CVE-2025-27921: Reflected Cross-Site Scripting (XSS) Vulnerability
Published: 2024-12-25
Title: Reflected Cross-Site Scripting (XSS) Vulnerability
Impact: Remote code execution in the victim’s browser
Affected Versions: All versions earlier than V2.0.63
Fixed Version: V2.0.63
Description
A reflected cross-site scripting (XSS) vulnerability was discovered in Output Messenger version V2.0.62, where unsanitized input could be injected into the web application’s response. This vulnerability occurs when user-controlled input is reflected back into the browser without proper sanitization or encoding.

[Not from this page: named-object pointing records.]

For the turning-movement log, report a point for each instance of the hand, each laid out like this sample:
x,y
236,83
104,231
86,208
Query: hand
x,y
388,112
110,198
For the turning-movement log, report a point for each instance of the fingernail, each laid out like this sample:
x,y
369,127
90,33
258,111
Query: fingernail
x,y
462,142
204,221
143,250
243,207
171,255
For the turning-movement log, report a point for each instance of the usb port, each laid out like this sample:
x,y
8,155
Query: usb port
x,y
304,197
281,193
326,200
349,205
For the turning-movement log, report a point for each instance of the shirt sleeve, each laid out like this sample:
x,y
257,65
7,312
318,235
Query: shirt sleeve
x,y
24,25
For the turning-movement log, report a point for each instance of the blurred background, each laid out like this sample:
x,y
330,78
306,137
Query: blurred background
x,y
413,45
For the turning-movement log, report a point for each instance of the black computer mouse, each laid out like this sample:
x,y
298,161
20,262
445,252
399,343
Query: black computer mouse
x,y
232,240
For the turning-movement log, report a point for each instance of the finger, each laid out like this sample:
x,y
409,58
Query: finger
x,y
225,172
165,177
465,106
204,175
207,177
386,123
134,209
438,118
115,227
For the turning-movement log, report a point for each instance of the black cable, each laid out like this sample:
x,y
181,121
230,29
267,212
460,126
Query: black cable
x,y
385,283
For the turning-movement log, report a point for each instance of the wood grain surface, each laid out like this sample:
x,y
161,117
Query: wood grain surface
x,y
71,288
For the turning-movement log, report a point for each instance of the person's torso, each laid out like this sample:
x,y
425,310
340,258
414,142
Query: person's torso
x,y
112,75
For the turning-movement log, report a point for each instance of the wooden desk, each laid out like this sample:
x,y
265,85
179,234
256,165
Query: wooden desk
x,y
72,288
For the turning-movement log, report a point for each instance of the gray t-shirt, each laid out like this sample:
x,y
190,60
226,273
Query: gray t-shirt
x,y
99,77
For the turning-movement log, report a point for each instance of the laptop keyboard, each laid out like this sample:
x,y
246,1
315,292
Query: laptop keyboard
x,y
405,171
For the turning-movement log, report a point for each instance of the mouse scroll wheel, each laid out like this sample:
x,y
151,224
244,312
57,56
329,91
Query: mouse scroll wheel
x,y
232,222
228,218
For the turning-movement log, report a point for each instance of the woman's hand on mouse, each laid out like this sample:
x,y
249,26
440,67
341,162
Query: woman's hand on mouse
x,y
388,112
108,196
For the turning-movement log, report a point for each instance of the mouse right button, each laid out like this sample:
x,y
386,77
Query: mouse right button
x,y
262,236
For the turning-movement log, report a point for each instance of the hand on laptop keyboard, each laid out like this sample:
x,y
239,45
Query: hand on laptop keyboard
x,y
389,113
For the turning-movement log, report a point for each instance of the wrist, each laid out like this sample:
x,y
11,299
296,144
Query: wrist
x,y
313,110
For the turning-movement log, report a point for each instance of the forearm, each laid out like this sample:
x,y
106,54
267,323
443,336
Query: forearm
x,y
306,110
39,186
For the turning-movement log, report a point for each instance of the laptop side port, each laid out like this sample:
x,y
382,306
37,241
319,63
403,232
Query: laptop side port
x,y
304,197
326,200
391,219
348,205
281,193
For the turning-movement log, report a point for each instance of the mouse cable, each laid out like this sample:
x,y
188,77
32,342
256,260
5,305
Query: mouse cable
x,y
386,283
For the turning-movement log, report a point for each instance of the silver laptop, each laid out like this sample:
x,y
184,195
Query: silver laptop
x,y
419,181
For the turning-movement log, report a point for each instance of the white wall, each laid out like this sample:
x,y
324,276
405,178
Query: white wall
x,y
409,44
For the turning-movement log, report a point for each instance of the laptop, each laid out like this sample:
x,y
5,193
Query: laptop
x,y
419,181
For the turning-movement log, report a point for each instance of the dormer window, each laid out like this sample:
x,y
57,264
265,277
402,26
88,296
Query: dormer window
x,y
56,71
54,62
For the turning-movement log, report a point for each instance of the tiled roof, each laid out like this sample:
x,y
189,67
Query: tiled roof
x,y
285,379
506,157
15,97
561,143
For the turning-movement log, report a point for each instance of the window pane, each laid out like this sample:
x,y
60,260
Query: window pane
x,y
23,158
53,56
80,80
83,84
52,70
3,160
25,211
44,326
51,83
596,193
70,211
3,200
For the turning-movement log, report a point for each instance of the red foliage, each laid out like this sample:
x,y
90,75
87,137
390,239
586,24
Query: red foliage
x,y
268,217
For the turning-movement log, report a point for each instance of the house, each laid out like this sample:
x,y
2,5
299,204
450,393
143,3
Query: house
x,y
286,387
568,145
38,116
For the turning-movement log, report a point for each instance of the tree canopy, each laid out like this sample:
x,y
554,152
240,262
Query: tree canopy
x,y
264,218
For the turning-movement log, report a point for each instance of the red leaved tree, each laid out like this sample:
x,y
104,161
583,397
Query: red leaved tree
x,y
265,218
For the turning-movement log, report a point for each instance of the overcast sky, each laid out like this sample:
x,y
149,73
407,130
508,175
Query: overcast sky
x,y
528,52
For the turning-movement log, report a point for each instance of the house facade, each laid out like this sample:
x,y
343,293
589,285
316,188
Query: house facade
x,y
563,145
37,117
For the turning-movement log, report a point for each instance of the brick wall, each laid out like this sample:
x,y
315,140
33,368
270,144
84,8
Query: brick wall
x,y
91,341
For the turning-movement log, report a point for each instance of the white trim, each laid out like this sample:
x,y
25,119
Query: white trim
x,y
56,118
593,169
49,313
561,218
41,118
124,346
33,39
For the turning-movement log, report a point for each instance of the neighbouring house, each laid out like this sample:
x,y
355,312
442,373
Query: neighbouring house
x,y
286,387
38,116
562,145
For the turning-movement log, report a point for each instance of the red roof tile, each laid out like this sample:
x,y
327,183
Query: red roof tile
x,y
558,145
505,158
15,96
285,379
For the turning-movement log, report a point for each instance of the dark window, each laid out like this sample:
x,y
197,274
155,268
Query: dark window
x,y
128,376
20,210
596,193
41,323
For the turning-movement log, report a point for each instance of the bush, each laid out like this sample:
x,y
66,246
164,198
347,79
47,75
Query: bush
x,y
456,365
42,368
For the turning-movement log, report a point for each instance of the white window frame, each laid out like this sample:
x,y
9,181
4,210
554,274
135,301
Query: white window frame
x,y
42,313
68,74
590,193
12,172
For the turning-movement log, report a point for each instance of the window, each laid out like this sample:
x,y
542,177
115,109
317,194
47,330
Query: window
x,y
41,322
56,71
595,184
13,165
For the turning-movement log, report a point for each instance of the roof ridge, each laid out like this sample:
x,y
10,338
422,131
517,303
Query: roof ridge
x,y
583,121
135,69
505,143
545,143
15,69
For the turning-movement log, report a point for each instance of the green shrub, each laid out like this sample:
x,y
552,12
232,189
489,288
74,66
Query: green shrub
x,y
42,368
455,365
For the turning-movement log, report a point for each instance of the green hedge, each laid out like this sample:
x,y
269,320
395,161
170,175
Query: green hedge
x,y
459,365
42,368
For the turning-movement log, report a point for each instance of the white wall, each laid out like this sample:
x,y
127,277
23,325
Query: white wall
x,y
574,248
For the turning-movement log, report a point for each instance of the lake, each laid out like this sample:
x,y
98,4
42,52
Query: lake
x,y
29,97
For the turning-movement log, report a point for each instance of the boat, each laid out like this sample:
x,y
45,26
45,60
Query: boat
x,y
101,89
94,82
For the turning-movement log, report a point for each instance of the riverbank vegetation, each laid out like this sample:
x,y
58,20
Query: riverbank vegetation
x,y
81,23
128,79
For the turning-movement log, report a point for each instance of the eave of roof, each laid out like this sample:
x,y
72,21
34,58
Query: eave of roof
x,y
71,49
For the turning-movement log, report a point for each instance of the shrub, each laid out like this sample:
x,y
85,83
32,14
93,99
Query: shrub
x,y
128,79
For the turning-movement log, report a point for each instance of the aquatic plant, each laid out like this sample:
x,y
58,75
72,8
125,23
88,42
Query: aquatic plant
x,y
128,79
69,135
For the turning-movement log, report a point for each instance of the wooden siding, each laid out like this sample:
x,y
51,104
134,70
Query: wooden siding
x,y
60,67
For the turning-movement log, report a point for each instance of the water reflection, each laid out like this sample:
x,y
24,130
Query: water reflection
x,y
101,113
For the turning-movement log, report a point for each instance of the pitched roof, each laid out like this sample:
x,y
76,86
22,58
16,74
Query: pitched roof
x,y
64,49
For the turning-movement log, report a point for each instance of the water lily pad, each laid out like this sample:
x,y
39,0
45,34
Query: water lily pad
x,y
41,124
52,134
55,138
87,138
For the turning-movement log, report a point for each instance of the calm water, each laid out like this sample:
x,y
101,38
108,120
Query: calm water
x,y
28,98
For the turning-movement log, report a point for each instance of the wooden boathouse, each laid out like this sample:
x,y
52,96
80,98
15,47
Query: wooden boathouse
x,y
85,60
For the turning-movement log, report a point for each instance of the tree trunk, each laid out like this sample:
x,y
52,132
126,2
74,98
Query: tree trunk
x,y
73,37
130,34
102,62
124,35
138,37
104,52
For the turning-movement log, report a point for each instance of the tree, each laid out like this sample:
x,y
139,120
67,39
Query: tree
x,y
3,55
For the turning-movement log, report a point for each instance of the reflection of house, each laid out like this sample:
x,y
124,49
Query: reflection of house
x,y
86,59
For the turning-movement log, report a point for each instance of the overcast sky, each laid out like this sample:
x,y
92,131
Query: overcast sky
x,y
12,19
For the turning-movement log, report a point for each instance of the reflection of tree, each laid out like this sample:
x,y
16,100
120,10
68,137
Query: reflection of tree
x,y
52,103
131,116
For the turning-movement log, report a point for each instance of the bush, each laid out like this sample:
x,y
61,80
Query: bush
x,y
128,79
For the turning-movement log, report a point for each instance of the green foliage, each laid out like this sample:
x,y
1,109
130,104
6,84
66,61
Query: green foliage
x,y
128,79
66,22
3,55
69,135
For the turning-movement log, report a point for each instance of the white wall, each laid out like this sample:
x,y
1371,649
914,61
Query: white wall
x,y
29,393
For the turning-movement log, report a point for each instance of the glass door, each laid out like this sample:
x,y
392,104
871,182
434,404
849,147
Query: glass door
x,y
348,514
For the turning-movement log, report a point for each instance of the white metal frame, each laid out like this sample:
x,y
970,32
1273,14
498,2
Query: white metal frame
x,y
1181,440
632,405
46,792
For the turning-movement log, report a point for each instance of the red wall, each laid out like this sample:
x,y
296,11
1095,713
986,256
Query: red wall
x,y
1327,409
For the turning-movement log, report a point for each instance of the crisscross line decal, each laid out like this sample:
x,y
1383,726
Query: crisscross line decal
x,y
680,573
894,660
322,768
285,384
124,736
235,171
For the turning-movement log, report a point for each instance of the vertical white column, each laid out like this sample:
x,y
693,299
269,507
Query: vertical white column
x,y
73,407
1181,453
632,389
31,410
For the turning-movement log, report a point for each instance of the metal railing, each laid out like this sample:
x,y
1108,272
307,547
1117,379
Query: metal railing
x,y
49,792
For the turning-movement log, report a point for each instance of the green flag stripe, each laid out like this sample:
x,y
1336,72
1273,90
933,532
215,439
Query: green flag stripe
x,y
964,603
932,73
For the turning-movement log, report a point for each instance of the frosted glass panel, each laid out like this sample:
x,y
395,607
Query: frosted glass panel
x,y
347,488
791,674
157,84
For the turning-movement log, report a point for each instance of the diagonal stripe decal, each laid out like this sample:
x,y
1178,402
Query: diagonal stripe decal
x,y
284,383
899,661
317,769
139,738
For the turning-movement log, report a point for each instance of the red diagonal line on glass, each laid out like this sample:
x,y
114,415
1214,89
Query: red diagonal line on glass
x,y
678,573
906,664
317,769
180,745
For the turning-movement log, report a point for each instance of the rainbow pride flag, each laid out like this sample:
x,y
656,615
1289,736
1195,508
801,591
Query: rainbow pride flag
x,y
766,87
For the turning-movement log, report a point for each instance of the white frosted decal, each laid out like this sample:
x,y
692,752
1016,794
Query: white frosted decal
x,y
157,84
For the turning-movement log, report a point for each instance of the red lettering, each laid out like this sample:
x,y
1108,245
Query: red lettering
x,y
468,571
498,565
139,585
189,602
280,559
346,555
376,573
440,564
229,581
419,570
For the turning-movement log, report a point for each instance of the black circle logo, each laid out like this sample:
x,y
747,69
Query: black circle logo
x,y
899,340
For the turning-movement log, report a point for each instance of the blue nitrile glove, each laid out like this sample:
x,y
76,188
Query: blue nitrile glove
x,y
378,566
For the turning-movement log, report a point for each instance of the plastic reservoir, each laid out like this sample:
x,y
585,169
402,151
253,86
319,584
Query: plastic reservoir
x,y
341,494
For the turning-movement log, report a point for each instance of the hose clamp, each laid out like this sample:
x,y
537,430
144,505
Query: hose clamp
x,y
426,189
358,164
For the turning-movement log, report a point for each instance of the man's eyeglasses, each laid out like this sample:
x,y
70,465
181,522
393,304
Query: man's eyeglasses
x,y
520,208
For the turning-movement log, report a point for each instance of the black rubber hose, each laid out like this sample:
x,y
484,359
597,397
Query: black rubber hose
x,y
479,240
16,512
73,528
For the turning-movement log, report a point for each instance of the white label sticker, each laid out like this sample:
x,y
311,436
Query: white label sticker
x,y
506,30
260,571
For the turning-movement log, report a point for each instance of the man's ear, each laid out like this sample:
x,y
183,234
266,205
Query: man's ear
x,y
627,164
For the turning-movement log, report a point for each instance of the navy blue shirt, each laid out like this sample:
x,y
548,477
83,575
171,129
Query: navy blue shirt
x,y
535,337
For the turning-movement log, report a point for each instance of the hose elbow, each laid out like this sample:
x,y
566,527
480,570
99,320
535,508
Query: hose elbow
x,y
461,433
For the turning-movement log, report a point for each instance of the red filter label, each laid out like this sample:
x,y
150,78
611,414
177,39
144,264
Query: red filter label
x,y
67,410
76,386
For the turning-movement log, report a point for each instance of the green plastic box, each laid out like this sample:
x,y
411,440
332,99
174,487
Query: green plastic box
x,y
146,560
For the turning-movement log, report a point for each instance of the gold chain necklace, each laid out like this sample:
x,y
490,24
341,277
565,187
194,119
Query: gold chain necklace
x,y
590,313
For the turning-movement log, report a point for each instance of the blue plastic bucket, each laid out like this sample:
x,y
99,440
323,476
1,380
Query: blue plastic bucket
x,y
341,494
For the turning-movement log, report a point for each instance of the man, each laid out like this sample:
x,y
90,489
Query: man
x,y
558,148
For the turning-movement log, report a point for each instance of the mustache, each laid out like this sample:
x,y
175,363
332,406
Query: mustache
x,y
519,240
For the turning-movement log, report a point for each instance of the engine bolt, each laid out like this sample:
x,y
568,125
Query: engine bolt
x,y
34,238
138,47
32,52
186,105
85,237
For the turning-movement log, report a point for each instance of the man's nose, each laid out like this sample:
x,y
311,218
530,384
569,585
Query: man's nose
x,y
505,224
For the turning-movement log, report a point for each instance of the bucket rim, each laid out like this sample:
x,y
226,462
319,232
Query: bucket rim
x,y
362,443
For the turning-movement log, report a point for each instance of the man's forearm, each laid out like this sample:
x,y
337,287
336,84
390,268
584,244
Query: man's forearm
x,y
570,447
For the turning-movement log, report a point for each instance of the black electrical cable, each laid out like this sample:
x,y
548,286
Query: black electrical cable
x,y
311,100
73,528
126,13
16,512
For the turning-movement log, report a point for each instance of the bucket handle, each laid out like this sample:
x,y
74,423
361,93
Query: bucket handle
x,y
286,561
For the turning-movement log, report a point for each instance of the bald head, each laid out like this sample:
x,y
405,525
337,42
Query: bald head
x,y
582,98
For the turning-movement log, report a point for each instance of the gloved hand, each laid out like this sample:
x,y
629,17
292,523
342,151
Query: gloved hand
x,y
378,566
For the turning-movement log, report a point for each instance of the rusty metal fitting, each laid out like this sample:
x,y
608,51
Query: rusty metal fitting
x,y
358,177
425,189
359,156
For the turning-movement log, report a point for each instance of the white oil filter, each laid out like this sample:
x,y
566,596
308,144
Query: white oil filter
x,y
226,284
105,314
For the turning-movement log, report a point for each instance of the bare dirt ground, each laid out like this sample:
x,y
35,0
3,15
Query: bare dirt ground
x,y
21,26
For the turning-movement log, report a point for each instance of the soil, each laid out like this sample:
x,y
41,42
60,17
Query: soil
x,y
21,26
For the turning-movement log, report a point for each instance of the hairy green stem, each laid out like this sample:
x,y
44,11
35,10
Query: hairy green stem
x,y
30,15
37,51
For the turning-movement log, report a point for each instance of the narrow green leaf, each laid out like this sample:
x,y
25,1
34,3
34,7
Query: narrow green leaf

This allows attackers to inject and execute arbitrary JavaScript in the victim’s browser, leading to potential exploitation of the session or other client-side attacks.
Impact
Remote attackers can inject and execute arbitrary JavaScript in the context of the victim’s session. This could lead to:
- Session hijacking
- Phishing attacks
- Other client-side exploits
Important: This vulnerability may allow attackers to gain control of user sessions, steal sensitive information, or launch additional malicious actions in the context of the victim’s session.
Fixed Version
The vulnerability was fixed in Output Messenger version V2.0.63. Users are strongly encouraged to upgrade to this version to mitigate the risk associated with this issue.
References
- Fixed Version Download: Download V2.0.63
- Release Notes: View Release Notes
- CVE Identifier: CVE-2025-27921
Acknowledgments
We thank Microsoft Security Response Center for responsibly disclosing this issue and helping us address it in a timely manner.